2.3 Souvenir définissant le soi

2.3.1 Définition des souvenirs définissant le soi

En 1993 aux Etats-Unis, Singer et Salovey ont introduit en psychologie le concept de « Self Defining Memories ». Il s’agit de souvenirs qui forment l’identité de la personne et qui lui permettent de se définir en tant qu’individu. Selon les auteurs, la compréhension de soi et du monde social qui nous entoure est structurée par nos souvenirs. D’après Singer (2005) l’individu se remémore des expériences passées, de façon répétitive, afin de générer une conception de soi-même et du monde relativement stable et claire. La capacité de connecter ses souvenirs à son histoire de vie apporte à l’individu un sentiment de continuité et de sens à sa vie. Les souvenirs autobiographiques jouent un rôle dans le développement humain, les interactions sociales et la personnalité. Ce que les personnes pensent d’elles-mêmes et de leurs expériences passées apportent une meilleure compréhension de leurs désirs, de leurs émotions et des buts qui les animent. De plus, selon Singer (2005) il est difficile d’imaginer une cohérence du self ou de l’identité sans le fonctionnement efficace des systèmes mnésiques qui permettent de lier les événements passés à l’identité actuelle de la personne.

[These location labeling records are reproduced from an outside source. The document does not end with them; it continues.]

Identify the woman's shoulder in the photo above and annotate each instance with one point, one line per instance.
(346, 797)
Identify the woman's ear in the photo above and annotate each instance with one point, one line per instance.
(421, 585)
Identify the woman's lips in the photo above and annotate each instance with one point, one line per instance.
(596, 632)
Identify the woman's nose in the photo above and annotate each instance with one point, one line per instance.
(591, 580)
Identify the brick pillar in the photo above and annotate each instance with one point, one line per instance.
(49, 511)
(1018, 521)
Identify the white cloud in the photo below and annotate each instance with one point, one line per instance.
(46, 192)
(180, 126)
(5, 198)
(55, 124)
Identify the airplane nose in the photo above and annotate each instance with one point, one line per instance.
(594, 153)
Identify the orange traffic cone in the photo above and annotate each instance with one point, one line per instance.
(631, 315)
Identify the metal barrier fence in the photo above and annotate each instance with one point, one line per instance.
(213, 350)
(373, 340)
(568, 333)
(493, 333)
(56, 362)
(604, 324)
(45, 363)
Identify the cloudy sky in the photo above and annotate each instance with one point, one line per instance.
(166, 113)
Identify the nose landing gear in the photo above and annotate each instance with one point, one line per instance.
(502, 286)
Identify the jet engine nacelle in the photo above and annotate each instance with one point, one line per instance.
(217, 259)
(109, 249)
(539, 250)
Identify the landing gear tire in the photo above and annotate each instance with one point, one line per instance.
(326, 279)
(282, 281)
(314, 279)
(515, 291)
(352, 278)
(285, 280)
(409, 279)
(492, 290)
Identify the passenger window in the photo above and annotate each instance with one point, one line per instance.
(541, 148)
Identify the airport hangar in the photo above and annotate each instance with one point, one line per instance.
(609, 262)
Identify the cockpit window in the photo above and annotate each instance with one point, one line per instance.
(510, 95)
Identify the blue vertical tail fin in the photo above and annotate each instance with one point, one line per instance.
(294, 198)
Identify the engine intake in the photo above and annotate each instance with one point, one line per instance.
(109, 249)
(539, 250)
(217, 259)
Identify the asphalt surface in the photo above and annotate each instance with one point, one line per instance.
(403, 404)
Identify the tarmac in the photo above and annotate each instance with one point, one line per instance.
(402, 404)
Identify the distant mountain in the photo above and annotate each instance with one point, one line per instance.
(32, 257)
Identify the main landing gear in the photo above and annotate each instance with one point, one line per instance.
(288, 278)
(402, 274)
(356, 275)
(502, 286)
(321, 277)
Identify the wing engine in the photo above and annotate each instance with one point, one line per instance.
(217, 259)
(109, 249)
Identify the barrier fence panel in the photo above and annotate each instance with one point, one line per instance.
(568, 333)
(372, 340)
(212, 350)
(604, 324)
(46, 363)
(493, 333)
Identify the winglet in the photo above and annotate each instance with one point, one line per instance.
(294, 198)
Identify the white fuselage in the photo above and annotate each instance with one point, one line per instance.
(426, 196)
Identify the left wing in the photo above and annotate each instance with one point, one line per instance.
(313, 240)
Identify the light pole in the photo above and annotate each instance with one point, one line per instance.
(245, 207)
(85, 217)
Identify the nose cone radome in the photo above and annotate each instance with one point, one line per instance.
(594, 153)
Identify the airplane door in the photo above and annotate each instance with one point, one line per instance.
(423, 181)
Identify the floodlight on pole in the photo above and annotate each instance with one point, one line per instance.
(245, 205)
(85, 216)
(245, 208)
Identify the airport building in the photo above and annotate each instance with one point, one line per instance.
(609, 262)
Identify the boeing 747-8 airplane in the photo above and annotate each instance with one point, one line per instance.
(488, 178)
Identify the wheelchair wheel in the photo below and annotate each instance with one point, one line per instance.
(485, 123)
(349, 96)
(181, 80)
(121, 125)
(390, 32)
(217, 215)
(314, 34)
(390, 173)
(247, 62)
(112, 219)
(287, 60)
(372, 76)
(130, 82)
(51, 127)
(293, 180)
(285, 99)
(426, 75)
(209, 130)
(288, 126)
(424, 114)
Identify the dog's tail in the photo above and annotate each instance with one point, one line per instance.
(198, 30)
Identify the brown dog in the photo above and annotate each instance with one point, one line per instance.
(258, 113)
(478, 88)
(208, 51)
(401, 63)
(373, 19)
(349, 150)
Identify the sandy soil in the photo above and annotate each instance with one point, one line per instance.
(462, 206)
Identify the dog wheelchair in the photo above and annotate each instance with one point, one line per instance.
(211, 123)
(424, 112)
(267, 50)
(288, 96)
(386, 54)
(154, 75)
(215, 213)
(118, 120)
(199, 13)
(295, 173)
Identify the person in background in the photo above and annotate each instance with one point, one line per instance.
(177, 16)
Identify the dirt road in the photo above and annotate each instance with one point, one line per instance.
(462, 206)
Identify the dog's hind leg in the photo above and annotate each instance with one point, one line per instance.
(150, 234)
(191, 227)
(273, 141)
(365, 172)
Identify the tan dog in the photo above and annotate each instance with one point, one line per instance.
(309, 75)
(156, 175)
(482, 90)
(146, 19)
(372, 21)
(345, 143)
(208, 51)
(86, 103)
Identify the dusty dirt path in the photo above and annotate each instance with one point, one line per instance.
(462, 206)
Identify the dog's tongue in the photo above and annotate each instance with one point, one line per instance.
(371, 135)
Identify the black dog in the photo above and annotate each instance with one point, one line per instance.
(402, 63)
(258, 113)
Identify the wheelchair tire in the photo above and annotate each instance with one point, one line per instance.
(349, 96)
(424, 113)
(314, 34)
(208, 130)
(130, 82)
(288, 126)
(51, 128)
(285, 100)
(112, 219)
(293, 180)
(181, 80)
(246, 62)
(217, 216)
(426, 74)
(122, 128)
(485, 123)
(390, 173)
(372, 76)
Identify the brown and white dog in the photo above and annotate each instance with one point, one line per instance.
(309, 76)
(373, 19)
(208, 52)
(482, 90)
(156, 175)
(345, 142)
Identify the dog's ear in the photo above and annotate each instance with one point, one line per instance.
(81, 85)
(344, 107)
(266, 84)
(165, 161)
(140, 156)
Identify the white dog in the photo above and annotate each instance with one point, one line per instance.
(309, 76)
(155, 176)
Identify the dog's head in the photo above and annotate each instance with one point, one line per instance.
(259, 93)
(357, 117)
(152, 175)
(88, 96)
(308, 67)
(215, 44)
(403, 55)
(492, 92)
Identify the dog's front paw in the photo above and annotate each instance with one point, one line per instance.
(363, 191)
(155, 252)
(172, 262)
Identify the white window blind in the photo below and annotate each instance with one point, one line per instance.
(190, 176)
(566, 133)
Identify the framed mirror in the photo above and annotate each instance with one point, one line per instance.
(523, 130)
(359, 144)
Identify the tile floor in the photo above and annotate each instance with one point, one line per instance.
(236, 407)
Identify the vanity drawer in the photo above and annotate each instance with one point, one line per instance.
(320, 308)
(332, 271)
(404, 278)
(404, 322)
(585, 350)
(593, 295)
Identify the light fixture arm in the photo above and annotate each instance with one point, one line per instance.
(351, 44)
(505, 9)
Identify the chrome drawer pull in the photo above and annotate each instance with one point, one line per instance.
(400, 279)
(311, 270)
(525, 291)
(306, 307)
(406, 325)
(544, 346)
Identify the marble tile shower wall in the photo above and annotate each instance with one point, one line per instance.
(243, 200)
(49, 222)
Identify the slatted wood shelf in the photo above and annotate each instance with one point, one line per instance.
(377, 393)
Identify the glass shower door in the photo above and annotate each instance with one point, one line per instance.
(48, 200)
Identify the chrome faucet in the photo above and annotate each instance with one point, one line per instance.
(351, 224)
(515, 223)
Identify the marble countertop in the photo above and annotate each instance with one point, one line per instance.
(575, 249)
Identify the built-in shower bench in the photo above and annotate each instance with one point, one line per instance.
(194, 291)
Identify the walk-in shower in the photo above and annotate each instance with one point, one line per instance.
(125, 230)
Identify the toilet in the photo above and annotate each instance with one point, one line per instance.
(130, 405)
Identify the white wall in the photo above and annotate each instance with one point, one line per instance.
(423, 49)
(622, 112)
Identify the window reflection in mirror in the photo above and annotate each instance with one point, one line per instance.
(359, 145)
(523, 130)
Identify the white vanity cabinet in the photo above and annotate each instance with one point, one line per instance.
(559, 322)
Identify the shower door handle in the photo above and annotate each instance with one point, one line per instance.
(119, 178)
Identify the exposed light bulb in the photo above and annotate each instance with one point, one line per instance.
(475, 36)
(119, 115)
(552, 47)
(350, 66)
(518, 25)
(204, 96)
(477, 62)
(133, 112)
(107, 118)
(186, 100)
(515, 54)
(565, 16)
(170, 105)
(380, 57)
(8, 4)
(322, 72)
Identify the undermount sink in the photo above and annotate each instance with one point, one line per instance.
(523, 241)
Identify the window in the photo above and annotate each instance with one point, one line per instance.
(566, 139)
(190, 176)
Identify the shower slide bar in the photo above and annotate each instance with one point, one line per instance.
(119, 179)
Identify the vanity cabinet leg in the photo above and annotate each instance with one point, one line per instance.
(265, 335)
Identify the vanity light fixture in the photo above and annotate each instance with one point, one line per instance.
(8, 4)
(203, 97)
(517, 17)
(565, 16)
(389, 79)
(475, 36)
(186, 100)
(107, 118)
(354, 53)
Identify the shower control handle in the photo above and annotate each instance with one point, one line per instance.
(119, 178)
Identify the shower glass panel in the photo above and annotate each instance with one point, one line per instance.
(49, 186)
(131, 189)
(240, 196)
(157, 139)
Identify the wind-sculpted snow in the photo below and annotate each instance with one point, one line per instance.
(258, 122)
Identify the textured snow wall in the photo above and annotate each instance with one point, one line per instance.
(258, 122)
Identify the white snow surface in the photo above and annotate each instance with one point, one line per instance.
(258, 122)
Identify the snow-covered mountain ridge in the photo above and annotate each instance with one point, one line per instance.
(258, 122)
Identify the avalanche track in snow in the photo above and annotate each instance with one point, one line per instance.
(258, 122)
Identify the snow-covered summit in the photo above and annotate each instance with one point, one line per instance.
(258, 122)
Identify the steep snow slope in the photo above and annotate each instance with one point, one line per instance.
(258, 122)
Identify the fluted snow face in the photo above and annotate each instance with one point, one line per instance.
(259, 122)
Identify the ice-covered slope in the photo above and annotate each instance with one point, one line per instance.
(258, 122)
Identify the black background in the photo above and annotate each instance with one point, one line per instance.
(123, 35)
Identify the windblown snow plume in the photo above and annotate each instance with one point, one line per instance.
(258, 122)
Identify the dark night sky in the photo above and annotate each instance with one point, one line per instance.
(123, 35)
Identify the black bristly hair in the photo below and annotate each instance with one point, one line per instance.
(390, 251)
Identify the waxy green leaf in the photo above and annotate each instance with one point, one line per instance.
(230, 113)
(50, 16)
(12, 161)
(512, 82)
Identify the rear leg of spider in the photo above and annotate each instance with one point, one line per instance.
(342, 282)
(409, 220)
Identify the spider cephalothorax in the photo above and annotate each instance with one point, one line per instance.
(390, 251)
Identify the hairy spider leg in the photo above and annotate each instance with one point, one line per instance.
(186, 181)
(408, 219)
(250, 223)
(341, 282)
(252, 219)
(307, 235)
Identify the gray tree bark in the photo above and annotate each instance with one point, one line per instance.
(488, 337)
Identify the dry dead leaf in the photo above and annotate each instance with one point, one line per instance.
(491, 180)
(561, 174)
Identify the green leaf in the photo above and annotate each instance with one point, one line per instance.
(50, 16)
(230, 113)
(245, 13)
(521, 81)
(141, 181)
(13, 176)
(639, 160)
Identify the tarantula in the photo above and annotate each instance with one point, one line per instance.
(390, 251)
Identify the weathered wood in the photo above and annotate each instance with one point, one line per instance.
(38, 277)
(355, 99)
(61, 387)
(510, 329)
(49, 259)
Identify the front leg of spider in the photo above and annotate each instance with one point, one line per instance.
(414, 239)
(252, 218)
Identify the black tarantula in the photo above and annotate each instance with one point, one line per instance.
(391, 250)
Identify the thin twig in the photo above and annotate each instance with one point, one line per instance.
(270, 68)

Toujours selon Singer (2005) l’individu met en mémoire et récupère les aspects d’un souvenir qui sont concordants avec l’image qu’il se fait de lui-même et du monde qui l’entoure mais également avec ses buts actuels. Le souvenir n’est pas une copie exacte de la réalité mais une construction mnésique de ce que nous croyons avoir vécu et de ce que nous pensons de manière générale. Il arrive parfois qu’un souvenir soit déformé pour mieux convenir à l’image que l’on se fait de la réalité.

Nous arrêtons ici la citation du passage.